Friday, July 25th, 2008

Keep athletes within the law: Zero-tolerance policy needed

Wednesday, October 30, 1996

ETHICS:

Sports industry must decisively crack down on all convictsTwo weeks ago, there was a decision taken by a university official that was almost unprecedented in the world of college sports.

A university president, not a coach or athletic director, imposed sanctions on the school's football team when team members broke the law.

This is the situation in a nutshell: On Oct. 7, at least six members of the University of Rhode Island football team rushed into the Theta Delta Chi fraternity house, while 25 of their teammates barred every exit from the house. The six players allegedly beat up three fraternity members. Four days later, an in-house investigation was completed.

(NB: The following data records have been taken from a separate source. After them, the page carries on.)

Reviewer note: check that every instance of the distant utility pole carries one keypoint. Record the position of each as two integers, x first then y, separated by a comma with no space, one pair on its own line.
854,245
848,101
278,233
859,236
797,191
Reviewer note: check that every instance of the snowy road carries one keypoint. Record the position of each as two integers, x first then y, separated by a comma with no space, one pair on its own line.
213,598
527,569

In light of the findings, university President Robert Carothers decided to forfeit the team's next game, on Oct. 19 against Connecticut, thus surrendering all revenue that the school would have taken in. Needless to say, the decision damaged the team's chances for the Yankee Conference title. This was no slap on the wrist. This was decisive action taken against a team whose members had violated the law.

"This is not about football," Carothers said. "This is about community standards. This is about character."

The trailblazing doesn't stop there, for the university sanctions continued with two players being removed from the team and four others being suspended indefinitely.

This happens alongside a time when Lawrence Phillips, late of the Nebraska football team, gets convicted on battery charges for pushing his ex-girlfriend down the stairs, only to receive a four-game suspension from head coach Tom Osbourne and continued play in a national championship game. Finally, a person with the power to make a decisive ruling in light of alleged or proven judicial infractions actually does so.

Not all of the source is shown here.